Les bidonvilles poussent de plus belle, comme djon-djon sur bois pourri. 10 ans, c’est largement le temps nécessaire pour absorber au moins la moitié des bidonvilles. Au lieu de cela, nous, voici avec sur les bras, le plus grand bidonville de la Caraïbe, Canaan avec tous les défis humains, sécuritaires notamment qui viennent avec.

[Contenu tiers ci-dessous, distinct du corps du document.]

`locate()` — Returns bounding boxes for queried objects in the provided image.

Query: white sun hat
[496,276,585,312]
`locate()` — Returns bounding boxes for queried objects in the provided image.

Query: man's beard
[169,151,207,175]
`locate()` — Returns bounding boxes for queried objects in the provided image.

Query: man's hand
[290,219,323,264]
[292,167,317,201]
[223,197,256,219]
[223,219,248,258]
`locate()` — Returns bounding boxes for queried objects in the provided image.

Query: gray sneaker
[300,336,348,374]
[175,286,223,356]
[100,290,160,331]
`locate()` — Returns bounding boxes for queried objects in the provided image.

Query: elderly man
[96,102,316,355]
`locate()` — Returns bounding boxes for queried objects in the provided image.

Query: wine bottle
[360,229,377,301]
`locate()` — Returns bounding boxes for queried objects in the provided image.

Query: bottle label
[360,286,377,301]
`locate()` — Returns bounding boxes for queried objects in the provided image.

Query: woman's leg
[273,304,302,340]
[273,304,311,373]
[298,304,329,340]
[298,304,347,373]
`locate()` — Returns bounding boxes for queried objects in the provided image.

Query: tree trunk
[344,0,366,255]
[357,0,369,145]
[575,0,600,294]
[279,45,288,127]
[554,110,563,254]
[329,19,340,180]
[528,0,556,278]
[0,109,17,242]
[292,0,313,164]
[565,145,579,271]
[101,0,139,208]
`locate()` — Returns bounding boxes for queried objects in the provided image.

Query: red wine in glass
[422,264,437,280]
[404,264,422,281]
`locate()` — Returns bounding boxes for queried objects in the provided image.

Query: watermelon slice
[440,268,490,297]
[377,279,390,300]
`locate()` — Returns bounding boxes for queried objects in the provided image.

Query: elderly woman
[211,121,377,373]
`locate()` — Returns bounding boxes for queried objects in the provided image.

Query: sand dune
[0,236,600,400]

Le laboratoire national du Bâtiment et des Travaux Publics, cantonné à Port-au-Prince, ne travaille qu’exceptionnellement sur des travaux d’envergure à financement international. Les autorités soient, ont accaparé les zones non aedificandi appartenant à l’état, ou ont fait pression sur les mairies pour les « donner  » à leurs partisans.

Le
séisme du 12 janvier 2010, reste symbolique, anecdotique même. Nous
n’avons pas formé de secouristes supplémentaires; nous n’avons pas
renforcé la protection civile, au contraire. Aucun cours dans les
écoles, aucun spot de radio-télévision ne rappelle à la
population les gestes qui sauvent, les attitudes à avoir durant un
tremblement de terre. Pire nos hôpitaux sont dans un état de
délabrement , tels qu’ils sont transformés partiellement en
mouroirs.

Des
progrès certes ont été faits sur la cartographie sismique du pays.
Nous savons , les autorités savent que nous vivons sur un gruyère
traversé de failles sismiques dont les plus importantes et connues
jusqu’ici, la failles septentrionale et la faille Enriquillo qui
accumulent de l’énergie depuis un certain temps, sont mûres et
peuvent céder à tout moment.

Nous
avons le devoir de l’annoncer à la nation, au monde entier. Si
demain, un séisme de même ampleur devait encore frapper notre pays,
nous aurons beaucoup plus de victimes. Il fera beaucoup plus de
dégâts, parce qu’ici la prévarication de nos dirigeants règne en
maitre, avec la complicité de la communauté internationale.

Nous
avons en vain essayé, à de multiples reprises, de les convaincre de
l’impérieuse nécessité d’avoir un plan national de logement . A ce
stade, nous sommes dans l’obligation de tirer la conclusion qui
s’impose: Ce n’est pas uniquement les gouvernements qui ont du mal à
prendre leurs responsabilités face aux risques majeurs encourus par
la population, c’est le système de gouvernance politique, sociale et
économique qui n’en veut pas.

En
attendant l’avènement de l’autre Haïti que nous sommes des millions
de citoyens à réclamer, à l’Observatoire du logement en Haïti,
nous continuerons à observer les pratiques du secteur, à suivre les
évolutions, de façon à apporter notre contribution citoyenne à
l’édification de la nouvelle Haïti.

Pour
l’Observatoire du logement en Haïti

Joël Jean-Baptiste
Coordonnateur de MOSOSAH-porteur du projet.